Zach LaVine is one of the few ballers in the League whose game rivals that of the videogame version in 2K (coincidentally enough, a game he doesn’t even play). His otherworldly hops and aerial creativity—the 2016 Slam Dunk Contest between him and Aaron Gordon ranks up with the Michael Jordan-Dominique Wilkins 1988 one in all-time dunk contests—make LaVine one of the most exciting players in the game.
After returning to the court last year after rehabbing from an ACL tear, LaVine proved that he’s regained his explosiveness and looking like the potential-filled star in the making. So much so, the Chicago Bulls committed to him for the future, matching a four-year $78 million offer from the Sacramento Kings.
While LaVine isn’t much for seeing himself perform digital dunks, he does enjoy fragging opponents and collecting loot, particularly the Destiny series. Recently, LaVine (along with Dallas Mavericks rookie Luka Doncic) recently participated in a Gambit Showdown for the new game expansion for Destiny 2: Forsaken. This included some big franchise fans across athletes, celebrities and popular gaming influencers, each participating on a specific team for some Gambit mode action. LaVine joined the ALPHA team along with rapper Vic Mensa and pro gamers SchviftyFive and True Vanguard (you can watch here).
We had a moment to speak with him after the event, as he spoke about the Destiny franchise, his hometown and more.
What do you enjoy most about playing the Destiny series?
It’s pretty much one of the first games I started playing with some of my friends, in 2014, I remember I was with my boy and I was picking between Destiny and Overwatch, and I’ve been playing since the first campaign.
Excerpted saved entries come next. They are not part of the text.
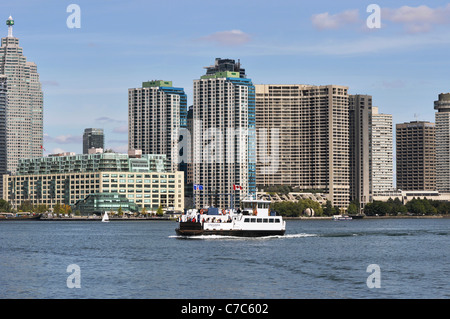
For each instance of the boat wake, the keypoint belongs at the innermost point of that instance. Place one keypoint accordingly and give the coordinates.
(221, 237)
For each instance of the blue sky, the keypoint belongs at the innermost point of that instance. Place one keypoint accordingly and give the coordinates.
(86, 71)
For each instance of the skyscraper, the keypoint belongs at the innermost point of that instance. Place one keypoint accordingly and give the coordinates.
(442, 105)
(382, 154)
(156, 112)
(416, 153)
(24, 111)
(223, 135)
(312, 123)
(3, 105)
(93, 138)
(360, 116)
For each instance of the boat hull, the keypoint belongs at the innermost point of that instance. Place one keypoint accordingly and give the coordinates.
(196, 229)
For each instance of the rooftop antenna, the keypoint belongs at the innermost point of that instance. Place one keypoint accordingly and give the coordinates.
(10, 23)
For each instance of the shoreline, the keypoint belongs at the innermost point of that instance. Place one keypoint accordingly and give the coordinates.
(371, 217)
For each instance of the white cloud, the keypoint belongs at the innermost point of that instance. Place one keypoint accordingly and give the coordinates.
(417, 19)
(63, 139)
(121, 129)
(228, 38)
(323, 21)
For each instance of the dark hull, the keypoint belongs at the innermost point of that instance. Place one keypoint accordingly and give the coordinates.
(20, 218)
(237, 233)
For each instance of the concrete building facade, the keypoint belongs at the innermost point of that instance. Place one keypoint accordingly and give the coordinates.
(93, 138)
(416, 156)
(442, 116)
(68, 179)
(310, 125)
(156, 112)
(360, 114)
(382, 153)
(223, 136)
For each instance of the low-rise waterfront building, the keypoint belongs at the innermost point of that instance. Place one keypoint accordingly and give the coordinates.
(68, 179)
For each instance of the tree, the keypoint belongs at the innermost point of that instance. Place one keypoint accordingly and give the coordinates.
(352, 209)
(25, 206)
(5, 206)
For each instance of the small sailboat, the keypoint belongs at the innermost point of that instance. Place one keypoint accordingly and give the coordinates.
(105, 217)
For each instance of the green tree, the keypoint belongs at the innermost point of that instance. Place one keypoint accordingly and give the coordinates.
(57, 208)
I fell in love with it, and I’ve been playing ever since. I know a lot of basketball players on this game—me, Paul George, Luka Doncic, and Gordon Hayward, played before—you know, it’s fun, I fell in love with the story and how you progress, it’s a lot of fun.
How did you come to partner with Activision?
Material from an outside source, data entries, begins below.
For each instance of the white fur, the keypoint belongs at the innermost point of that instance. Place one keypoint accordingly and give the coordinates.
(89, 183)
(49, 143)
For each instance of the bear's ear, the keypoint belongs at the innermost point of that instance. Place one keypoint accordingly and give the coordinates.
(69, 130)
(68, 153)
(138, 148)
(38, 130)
It was worked out between my agency and them [Activision] and also I’m from Seattle, and I realized that their main office is in Bellevue, Wash., and I just found out that I live right down the street from them. I went there a couple of times, they’re great people, really fun, and they accepted me.
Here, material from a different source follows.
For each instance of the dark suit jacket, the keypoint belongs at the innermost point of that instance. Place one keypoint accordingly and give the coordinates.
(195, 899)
Which system or console do you use?
I didn’t get into gaming for a long time, my first game was a GameCube and that was in high school. I started kinda late, and I’m only 23, so when I was in high school everyone had a PlayStation or Xbox, but I mostly play with PlayStation, I’m a PS4 guy. I know a lot of guys use Xbox, a lot of my friends use XBox, but I’m PS4.
The gaming industry is huge right now, especially with NBA teams now having gaming wings alongside the franchise, and the games are broadcast on several networks. Do you see yourself getting involved on a bigger scale?
I don’t play like 2K and stuff (sports titles) like that. The only game I really play is Destiny. I play it at nighttime. I’ve never streamed before, [but] the event was streamed and it was a lot of fun playing with new people, and meeting people. I watch a lot of YouTube videos and stuff like that. It’s cool, and I’m sort of a role model for some people, they recognize me from basketball. I don’t think that professional gamers know that we look up to them, and what they do in the gaming world and it’s really cool.
A lot of people don’t understand watching someone play games on YouTube. What are your thoughts on that?
I think it’s really cool. I watch it, and it’s like someone watching me in my profession and they get entertained from that. People go to games, they buy tickets, and they watch us play. I go on YouTube, I give them views on their Twitch channel and I enjoy watching them play. They do crazy action shots, it’s just me watching them do their profession. I think it’s really interesting.
How similar is professional gaming to a team sport like basketball?
For basketball players and professional players I think it’s really easy, we’re both competitive, we communicate, we have roles, we have a leader of the team obviously and it pretty much translates into basketball because it fits right into winning and if you have the right communication, and the right chemistry, I feel like it translates the same way.